Yazar | : | Cemaleddin Server Revnakoğlu |
Yayın Tarihi | : | 1961 |
Dil | : | Türkçe |
Sayfa Sayısı | : | 222 |
Ölçü | : | 16 x 24 cm |
Yayınevi | : | Erzurum Tarihini Araştırma ve Tanıtma Derneği |
Cumhuriyet Türkiye'sinin izale etmek gayretini sarf ettiği kültürel bir eksikliği hepimiz biliyoruz: İstanbul'un Devlet merkezliğine muvazi olan, inhisarcı, merkeziyetçi kültür politikası, 1923 Türkiye'si, Devlet merkezini değiştirirken kültür ve fikir faaliyeti merkezliğini de hiç değilse ikiye çıkardı: İstanbul, Ankara. Ankara Hukuk Fakültesinin kuruluşu, yavaş yavaş Ankara Üniversitesini hazırladı. Türkiye'nin dört bir tarafından bu iki merkeze koşan fikir gençliği, yeni Türkiye'deki sosyal değişmelerin en çok dikkati çeken bir tebeddülüdür.

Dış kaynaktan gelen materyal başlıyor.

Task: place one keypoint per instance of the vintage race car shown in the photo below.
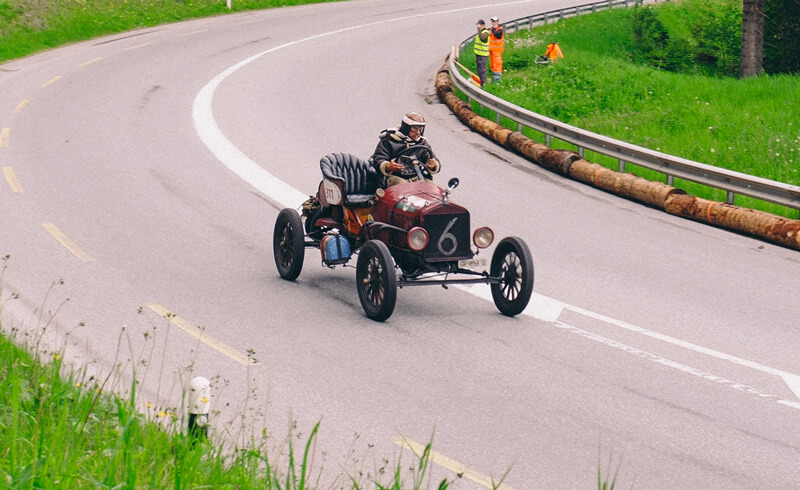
(408, 234)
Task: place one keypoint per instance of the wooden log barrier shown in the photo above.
(769, 227)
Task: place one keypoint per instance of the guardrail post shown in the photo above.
(199, 404)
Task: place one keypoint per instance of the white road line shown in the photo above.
(541, 307)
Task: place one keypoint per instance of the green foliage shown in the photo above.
(750, 126)
(781, 34)
(690, 37)
(28, 26)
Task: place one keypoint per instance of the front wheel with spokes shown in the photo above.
(288, 244)
(512, 263)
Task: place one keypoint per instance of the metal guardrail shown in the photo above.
(671, 166)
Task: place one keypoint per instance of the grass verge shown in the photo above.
(29, 26)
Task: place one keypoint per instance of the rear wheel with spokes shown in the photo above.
(376, 280)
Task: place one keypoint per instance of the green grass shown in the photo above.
(61, 429)
(29, 26)
(750, 126)
(66, 429)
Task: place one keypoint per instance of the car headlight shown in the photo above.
(417, 238)
(483, 237)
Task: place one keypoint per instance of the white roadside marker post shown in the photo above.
(199, 403)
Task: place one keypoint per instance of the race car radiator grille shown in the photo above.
(449, 237)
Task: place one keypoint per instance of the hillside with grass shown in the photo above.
(682, 99)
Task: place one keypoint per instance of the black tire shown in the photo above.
(314, 232)
(513, 264)
(288, 244)
(376, 280)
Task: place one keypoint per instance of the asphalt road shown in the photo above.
(143, 174)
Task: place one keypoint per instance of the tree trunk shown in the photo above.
(752, 38)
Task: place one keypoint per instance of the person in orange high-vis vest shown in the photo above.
(497, 41)
(553, 52)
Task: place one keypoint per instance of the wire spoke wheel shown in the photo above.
(376, 280)
(512, 264)
(288, 244)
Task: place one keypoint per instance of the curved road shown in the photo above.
(143, 174)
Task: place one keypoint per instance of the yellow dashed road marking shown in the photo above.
(89, 62)
(450, 464)
(51, 81)
(21, 106)
(64, 240)
(11, 178)
(198, 333)
(138, 46)
(193, 33)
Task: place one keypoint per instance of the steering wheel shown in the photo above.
(410, 159)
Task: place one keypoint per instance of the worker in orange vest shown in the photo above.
(553, 52)
(497, 41)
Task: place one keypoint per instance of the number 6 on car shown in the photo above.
(405, 235)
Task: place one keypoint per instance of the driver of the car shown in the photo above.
(402, 140)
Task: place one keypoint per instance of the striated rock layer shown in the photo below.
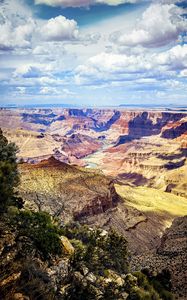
(137, 147)
(171, 255)
(87, 196)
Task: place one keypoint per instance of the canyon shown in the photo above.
(146, 148)
(108, 168)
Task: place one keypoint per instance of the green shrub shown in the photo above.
(39, 227)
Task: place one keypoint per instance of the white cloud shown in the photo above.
(160, 25)
(12, 37)
(175, 58)
(80, 3)
(108, 67)
(21, 90)
(48, 90)
(32, 71)
(59, 29)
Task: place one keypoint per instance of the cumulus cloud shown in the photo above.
(32, 70)
(106, 67)
(160, 25)
(80, 3)
(59, 29)
(12, 37)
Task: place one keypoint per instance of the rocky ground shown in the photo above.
(171, 254)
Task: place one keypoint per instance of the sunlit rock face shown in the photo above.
(141, 147)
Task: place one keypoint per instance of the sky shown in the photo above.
(93, 52)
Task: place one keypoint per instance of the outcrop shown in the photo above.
(88, 196)
(171, 255)
(66, 191)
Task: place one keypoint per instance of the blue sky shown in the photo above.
(93, 52)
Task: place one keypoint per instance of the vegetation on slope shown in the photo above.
(40, 260)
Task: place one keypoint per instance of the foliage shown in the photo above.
(98, 251)
(9, 175)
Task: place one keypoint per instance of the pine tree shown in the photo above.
(9, 175)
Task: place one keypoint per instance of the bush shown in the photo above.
(39, 227)
(9, 175)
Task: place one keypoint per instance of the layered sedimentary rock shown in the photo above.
(66, 191)
(88, 196)
(137, 147)
(171, 255)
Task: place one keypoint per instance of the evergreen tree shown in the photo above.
(9, 175)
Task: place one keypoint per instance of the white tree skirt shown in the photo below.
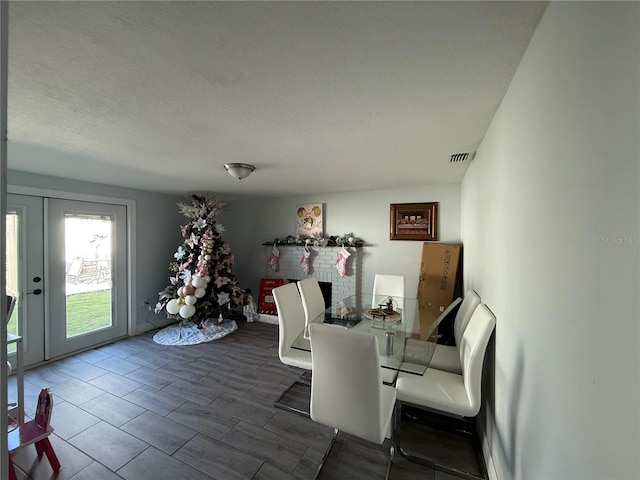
(178, 334)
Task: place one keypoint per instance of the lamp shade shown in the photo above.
(239, 170)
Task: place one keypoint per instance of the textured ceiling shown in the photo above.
(320, 97)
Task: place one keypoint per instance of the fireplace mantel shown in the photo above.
(323, 267)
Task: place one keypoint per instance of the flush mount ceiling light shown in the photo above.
(239, 170)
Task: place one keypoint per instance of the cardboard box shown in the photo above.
(438, 280)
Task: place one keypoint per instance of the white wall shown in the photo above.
(366, 214)
(157, 233)
(550, 226)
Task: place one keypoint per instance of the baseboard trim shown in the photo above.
(486, 448)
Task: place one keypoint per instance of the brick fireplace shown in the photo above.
(323, 260)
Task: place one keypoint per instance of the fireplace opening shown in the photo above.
(325, 288)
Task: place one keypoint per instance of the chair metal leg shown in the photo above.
(435, 465)
(12, 470)
(278, 403)
(326, 453)
(392, 448)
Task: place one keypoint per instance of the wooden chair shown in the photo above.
(35, 432)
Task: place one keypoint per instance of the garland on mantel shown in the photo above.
(347, 240)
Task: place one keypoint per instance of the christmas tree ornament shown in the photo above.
(274, 259)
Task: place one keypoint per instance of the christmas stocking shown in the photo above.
(341, 263)
(274, 259)
(305, 264)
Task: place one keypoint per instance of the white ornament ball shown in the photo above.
(187, 311)
(173, 307)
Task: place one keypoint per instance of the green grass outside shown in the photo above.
(88, 311)
(85, 312)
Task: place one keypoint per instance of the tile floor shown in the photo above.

Yeni Türkiye'nin kültürel merkeziyetçiliğinde başlayan bu başkalık, yani matbuat, Üniversite, Yüksek Öğretim, nihayet sanat ve temaşa hayatına sahip İstanbul ve Ankara, İmparatorluk Türkiye'sinin mustarip olduğu "Kültür hayatında ademi merkeziyet" belli bir maarif ve hars politikasının neticesi olarak belirmedi. Daha ziyade Devlet merkezinin Boğaziçi'nden Anadolu içerilerine götürülmesinin tabii neticesi olarak kendini gösterdi. Bununla beraber İnkılabın ta ilk günlerinden itibaren bir Doğu Üniversitesi hayalinin nasıl vakit vakit zihinleri işgal ettiğine bakılırsa, 1923-50 arasındaki Türkiye, memleketi, fikri ve harsi hayatta ademi merkeziyete kavuşturma siyasetine yabancı değildi. Nihayet 1950-60 arasında bu hayaller gerçekleşme yoluna girdi. Türkiye'nin başlıca mıntıkalarında birer Yüksek Öğretim yuvası vücuda getirmek istendi. Bizde sosyal hareketlere rehberlik eden kanun yapmama karizması, bu iş için de kullanıldı. İzmir'de Ege, Erzurum'da Atatürk adlarını taşıyan Üniversitelerden birincisi birkaç seneden beri faaliyette ve Batı Anadolu'nun gençliğini kendisine doğru celbetmektedir. Diğerinin üzerinde nasıl durulduğunu biliyoruz. Nihayet Orta Anadolu için bir Selçuk, Şimal Anadolu için de bir Karadeniz Üniversiteleri tasavvuru, bir gazete haberine göre "önümüzdeki 25 yılda Üniversite sayısının on beşe çıkarılacağı" düşüncesi de bu kadro içinde mütalaa edilmelidir.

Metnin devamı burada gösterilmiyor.